I work with the Large-Scale Distributed Systems (LSDS) group.
A wide variety of topics interest me. Much of my work
has been in data management and processing, developing both mathematical models for prediction and optimization and systems with practical application. I also have a tendency toward
distributed and cloud systems. I have omitted projects from this list where my contributions did not and are not expected to lead to publications.
One well publicized promise of the information age is expanding our ability to develop richer analysis of big data in search of underlying information. To this end there has been a focus on the ability to handle larger amounts of data in hopes that processing more data provides more information. While this has produced some amazing tools, it ignores one of the main dimensions of creating in depth analysis – the variability of the analysis function. With Meta Data Flows (MDFs) we set about creating a tool for users to specify a solution space of many ways to analyse a set of data in different ways and compare the outputs of those analyses against each other. MDFs automatically explore this solution space and find the user's most desired outcome(s) without the need to change the code or deployment configuration.
SquirrelJoin (sub-project of NaaS)
Distributed joins partition data across the network in order to compute results on subsets of the data in parallel. Unfortunately, records are not always stored on the same node where they are processed, so the results is a large network load. If the network is shared with other applications there is an imbalance in the resources available to the join. We attempt to detect this skew and reroute traffic to machines on underutilized portions of the network.
Optimal Aggregation Overlays (PhD Thesis)
Much of my PhD studies involved optimizing aggregation
overlays of compute-aggregate problems. Many problems in computer
science can actually be split into
two phases of computation and aggregation. Computation runs on a subset
of a large dataset on a local node in a cluster and outputs an
intermediate results. Intermediate results are aggregated in a
distributed manner. As we rigorously show (see our paper
INFOCOM'15) through mathematical modeling and analysis there is a
very simple property of the aggregation function
which can guide how to construct a theoretically optimal overlay.
Creating theoretically optimal overlays isn't sufficient to truly show
the relevance of our work. In
stripped of some of our simplifying assumptions, there is always a
chance that things will act differently. That's why we created a system
based around the compute-aggregate model to implement and test our
suppositions. In addition to generated data used to microbenchmark the
system we run more practical application on real world data (preliminary
results in HotCloud'14, and an extended paper in submission).
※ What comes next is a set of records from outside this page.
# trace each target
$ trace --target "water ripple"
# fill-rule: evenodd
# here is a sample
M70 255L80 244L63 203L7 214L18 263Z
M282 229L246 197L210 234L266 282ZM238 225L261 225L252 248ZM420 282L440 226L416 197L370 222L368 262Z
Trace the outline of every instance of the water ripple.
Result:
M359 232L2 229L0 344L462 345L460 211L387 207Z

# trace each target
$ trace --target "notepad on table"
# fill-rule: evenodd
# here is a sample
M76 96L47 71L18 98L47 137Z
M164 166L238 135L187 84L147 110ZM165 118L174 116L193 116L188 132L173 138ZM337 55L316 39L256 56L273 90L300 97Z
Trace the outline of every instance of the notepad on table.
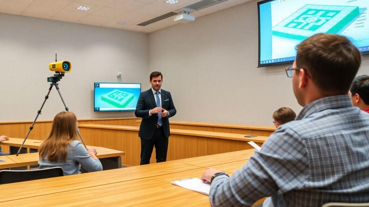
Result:
M251 141L248 142L249 144L254 147L254 148L258 150L260 150L261 149L261 147L260 147L259 145L256 144L255 142Z
M208 196L210 192L210 185L206 183L197 178L172 181L172 184Z

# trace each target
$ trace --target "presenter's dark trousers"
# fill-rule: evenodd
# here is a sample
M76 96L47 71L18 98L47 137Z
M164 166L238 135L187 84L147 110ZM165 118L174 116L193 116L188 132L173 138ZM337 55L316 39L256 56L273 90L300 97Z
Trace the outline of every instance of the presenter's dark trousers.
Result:
M140 165L150 164L152 150L155 146L156 162L166 161L168 151L168 138L164 133L163 127L156 128L154 135L150 140L141 138L141 161Z

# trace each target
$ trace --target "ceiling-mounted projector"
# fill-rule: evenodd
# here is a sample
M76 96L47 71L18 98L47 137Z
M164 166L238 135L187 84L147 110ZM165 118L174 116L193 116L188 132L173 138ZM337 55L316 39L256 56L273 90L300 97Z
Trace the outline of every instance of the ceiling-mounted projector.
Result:
M190 15L188 11L184 11L182 14L174 17L174 21L179 23L187 23L194 21L194 16Z

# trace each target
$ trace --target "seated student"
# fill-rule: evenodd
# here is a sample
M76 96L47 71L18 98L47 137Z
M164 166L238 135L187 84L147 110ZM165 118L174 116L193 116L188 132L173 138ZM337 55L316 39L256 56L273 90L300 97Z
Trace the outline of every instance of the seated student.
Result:
M369 75L355 78L348 94L354 106L369 113Z
M76 115L67 112L57 114L50 135L38 149L39 169L59 166L64 175L80 173L81 165L89 172L103 170L96 150L86 150L78 139Z
M282 107L279 109L274 112L273 115L273 123L276 126L276 128L278 129L280 125L287 123L289 122L293 121L296 118L296 113L293 110L288 107ZM276 196L276 197L279 198L280 200L281 200L280 193L278 193ZM263 207L268 207L268 206L273 206L272 204L272 197L268 197L265 199L263 203ZM283 202L281 202L279 204L278 206L282 206Z
M205 172L212 206L250 206L270 196L273 206L369 202L369 114L347 95L361 55L346 38L332 34L313 35L297 48L286 72L303 108L230 178Z
M1 136L0 136L0 142L1 142L3 141L4 141L5 140L9 140L9 138L8 137L7 137L5 135L1 135ZM0 146L0 156L3 156L4 155L6 155L6 154L3 153L3 152L1 151L1 146Z
M288 107L282 107L274 112L273 116L274 121L273 123L276 128L283 124L293 121L296 118L296 113L293 110Z

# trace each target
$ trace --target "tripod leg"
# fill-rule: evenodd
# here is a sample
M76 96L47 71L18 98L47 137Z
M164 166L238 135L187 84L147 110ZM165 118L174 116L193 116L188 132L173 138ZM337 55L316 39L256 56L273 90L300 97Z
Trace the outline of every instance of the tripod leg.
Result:
M64 107L65 107L66 110L69 112L69 109L68 108L68 107L67 107L66 105L65 104L65 102L64 102L64 99L63 99L63 97L62 96L62 94L60 92L60 90L59 89L59 87L57 83L55 84L55 87L56 88L56 90L58 90L58 92L59 93L59 95L60 96L60 98L62 99L62 101L63 102L63 104L64 105ZM77 126L77 132L78 133L78 136L79 136L79 138L81 138L81 141L82 141L82 144L83 144L83 145L85 146L85 148L87 150L87 147L86 147L86 145L85 144L85 141L83 141L83 139L82 138L82 136L81 136L81 134L79 133L79 130L78 129L78 126Z
M22 149L22 147L23 147L23 145L24 144L24 143L25 142L25 140L27 140L27 138L28 137L28 135L30 135L30 133L31 133L31 131L33 129L33 126L35 125L35 123L36 122L36 120L37 120L37 118L38 117L38 116L41 114L41 110L42 110L42 108L44 107L44 105L45 104L45 102L46 102L46 100L47 99L49 98L49 94L50 94L50 91L51 91L51 89L52 88L53 84L50 84L50 87L49 88L49 91L47 93L47 95L45 96L45 99L44 100L44 102L42 103L42 105L41 105L41 108L40 108L40 110L38 110L37 112L37 115L36 116L36 118L35 118L35 120L33 121L33 122L32 123L32 125L31 125L31 127L30 127L30 129L28 130L28 133L27 133L27 135L25 136L25 138L24 138L24 140L23 140L23 143L22 143L22 145L21 145L20 147L19 148L19 150L18 150L18 152L17 152L17 156L18 156L19 154L19 152L21 151L21 150Z

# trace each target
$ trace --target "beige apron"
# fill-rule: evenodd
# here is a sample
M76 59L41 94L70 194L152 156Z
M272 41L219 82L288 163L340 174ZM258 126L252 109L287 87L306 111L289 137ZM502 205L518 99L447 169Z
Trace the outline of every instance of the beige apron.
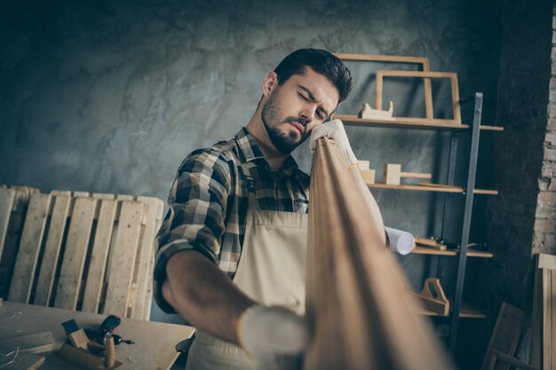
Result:
M255 302L305 312L308 215L258 209L249 193L242 256L234 282ZM186 370L251 370L240 347L197 330Z

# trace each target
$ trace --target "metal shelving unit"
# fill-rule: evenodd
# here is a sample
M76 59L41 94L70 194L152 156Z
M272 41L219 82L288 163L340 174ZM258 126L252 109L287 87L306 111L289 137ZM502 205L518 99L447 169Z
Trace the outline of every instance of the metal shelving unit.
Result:
M385 184L368 184L369 187L385 188L402 191L426 191L426 192L441 192L449 195L450 193L464 194L465 206L463 223L461 229L461 236L459 239L459 250L433 250L417 248L412 253L431 255L431 258L434 258L433 265L435 266L431 274L433 276L441 275L442 264L439 259L441 256L452 256L457 258L457 269L455 289L451 299L451 311L446 318L449 319L450 329L449 335L448 347L450 353L454 354L456 350L456 343L457 339L457 331L459 319L461 318L484 319L485 315L478 310L473 308L469 304L462 302L464 282L465 278L465 266L467 257L481 257L492 258L490 252L482 252L476 250L468 250L469 234L471 232L471 219L473 206L473 197L475 194L496 195L496 190L475 189L475 176L477 170L477 160L479 156L479 139L481 131L503 131L504 128L499 126L481 125L482 116L482 93L477 92L474 97L474 110L473 124L459 123L445 123L434 122L434 120L427 119L395 119L394 121L380 121L380 120L366 120L357 118L354 115L335 114L335 118L342 120L346 125L359 127L381 127L381 128L395 128L395 129L409 129L409 130L448 130L451 133L449 145L449 157L448 163L448 173L446 177L446 185L434 186L427 185L386 185ZM455 186L454 178L457 167L457 154L458 146L458 134L461 132L469 132L471 130L471 147L469 151L469 167L467 170L467 182L465 187ZM436 235L443 235L446 226L446 214L449 209L448 197L445 197L442 204L442 221L435 230ZM439 273L439 270L441 271ZM422 312L426 316L441 316L434 312L424 311Z

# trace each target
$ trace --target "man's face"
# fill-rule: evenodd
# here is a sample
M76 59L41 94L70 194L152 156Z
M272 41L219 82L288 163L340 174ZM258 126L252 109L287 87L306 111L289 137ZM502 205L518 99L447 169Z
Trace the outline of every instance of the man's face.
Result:
M330 117L338 98L329 79L309 67L304 75L294 75L277 85L261 113L273 145L281 153L291 153Z

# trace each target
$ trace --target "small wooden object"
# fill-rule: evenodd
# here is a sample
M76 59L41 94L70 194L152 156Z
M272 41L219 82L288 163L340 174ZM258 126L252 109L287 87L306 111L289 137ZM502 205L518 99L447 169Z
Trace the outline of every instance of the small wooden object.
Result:
M510 362L507 359L513 357L524 319L525 311L523 310L505 302L502 303L481 370L507 370L510 368ZM519 361L517 358L514 359ZM528 370L531 367L527 364L521 364L528 367L519 366L518 367L520 369L527 368Z
M367 185L375 184L376 171L374 169L361 170L361 174L363 177L363 180L365 180L365 184Z
M388 102L388 110L383 111L379 109L373 109L367 103L363 103L357 116L364 120L382 120L382 121L393 121L393 103L392 100Z
M444 289L442 289L439 279L426 279L421 293L415 293L415 295L426 310L441 316L448 316L449 313L449 301L446 297L446 294L444 294Z
M438 249L438 250L447 249L447 247L444 244L441 244L432 239L421 238L418 236L415 237L415 244L417 244L417 246L421 246L421 247L431 248L433 249Z
M115 348L114 347L114 337L109 336L106 342L106 358L104 359L104 366L107 367L114 366L114 361L115 360Z
M85 331L83 329L76 330L68 335L68 337L69 338L69 342L71 342L74 347L83 348L84 350L87 350L89 348L87 345L89 343L89 338L87 337L87 335L85 334Z
M401 165L396 163L385 164L384 183L387 185L400 185Z
M531 364L556 369L556 256L539 254L535 273Z
M12 358L11 356L8 358ZM3 364L5 361L3 362ZM36 370L44 363L43 356L30 355L28 353L19 352L13 358L13 362L0 366L2 370Z
M431 179L433 175L421 172L402 172L401 165L397 163L385 164L384 183L386 185L400 185L401 178Z

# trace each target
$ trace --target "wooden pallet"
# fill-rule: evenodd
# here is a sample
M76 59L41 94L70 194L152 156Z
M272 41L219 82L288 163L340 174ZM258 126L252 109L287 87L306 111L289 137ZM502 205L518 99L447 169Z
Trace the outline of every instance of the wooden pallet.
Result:
M153 197L31 195L8 299L148 319L163 207Z

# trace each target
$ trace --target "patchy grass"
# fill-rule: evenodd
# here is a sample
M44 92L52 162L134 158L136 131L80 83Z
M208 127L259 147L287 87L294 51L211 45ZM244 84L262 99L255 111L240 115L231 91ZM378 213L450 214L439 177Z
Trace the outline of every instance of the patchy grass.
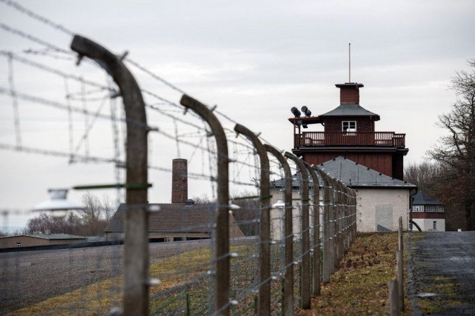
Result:
M322 286L322 296L312 301L312 309L298 310L298 315L360 315L388 314L388 282L395 274L397 233L358 235L341 267L331 277L330 283ZM272 271L279 270L280 247L272 247ZM255 295L248 293L255 284L258 259L253 257L255 247L251 245L231 247L239 253L231 263L231 298L239 301L232 308L233 314L252 314ZM296 255L298 253L295 249ZM213 279L207 277L211 268L210 248L196 249L151 265L151 277L161 280L150 292L160 293L151 300L151 315L204 315L208 313ZM295 268L298 274L298 266ZM196 281L199 278L199 281ZM296 279L295 295L298 295ZM15 312L15 315L103 315L113 306L121 306L122 277L108 279L80 290L49 298ZM280 308L281 281L272 283L272 304ZM406 306L408 306L406 302ZM406 314L408 315L407 311Z
M398 233L359 234L340 268L298 315L389 315L388 282L395 276ZM409 301L406 310L409 315Z

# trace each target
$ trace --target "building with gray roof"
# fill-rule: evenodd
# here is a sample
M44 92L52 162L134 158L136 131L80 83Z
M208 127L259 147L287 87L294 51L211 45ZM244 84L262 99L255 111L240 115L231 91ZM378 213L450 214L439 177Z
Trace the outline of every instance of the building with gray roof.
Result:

Top-k Matching (PhD Thesis)
For several applications, most notably serving advertisements, it is
useful to find a small subset of subscribing entities whose interests
are best served to match an event. In order to do this we first have to
determine the parameters for a scoring mechanism. We expanded the
expressiveness of the preference definition and scoring mechanisms over
prior art. Then we created a matching system based on existing
datastructures and a straighforward algorithm which efficiently finds
best matching subscribing entities for each incoming event
dynamic system . As
shown in our Middleware'14 paper, our approach is experimentally
competitive with the prior art without supporting the increase in
expressiveness, and performs much better when modifying the approaches
to include the new expressiveness.
TCAMS are very useful in software defined networking, among other
applications. They allow very quick matching on rules with multiple
constraints. The problem is they are very expensive, both as a hardware
component and in terms of energy consumption. In order to use TCAMs to
their fullest potential we have to find a way to distill the very
minimal information needed for matching. That is exactly what we do
starting with our HotSDN'13 paper, continuing with our SIGCOMM'14 paper,
and further continuing through a journal paper appearing in ToN in
Statistical Measures for Compression Savings Prediction
Compression algorithms attempt to decrease the amount of space a dataset
requires by exploiting the uneveness in the amount of information each
bit imparts. When sequences of bits (bytes) are produced, often some are
used more than others, which means leads to this uneveness of
information. Based on this premise, it seems like it should be possible
to grab a couple of statistical descriptors of a dataset and use that
information to predict the effectiveness of a compression algorithm. In
my undergraduate thesis I explore a small handful of potential
predictors and their accuracy in predicting the savings provided by a
small handful of compression algorithms.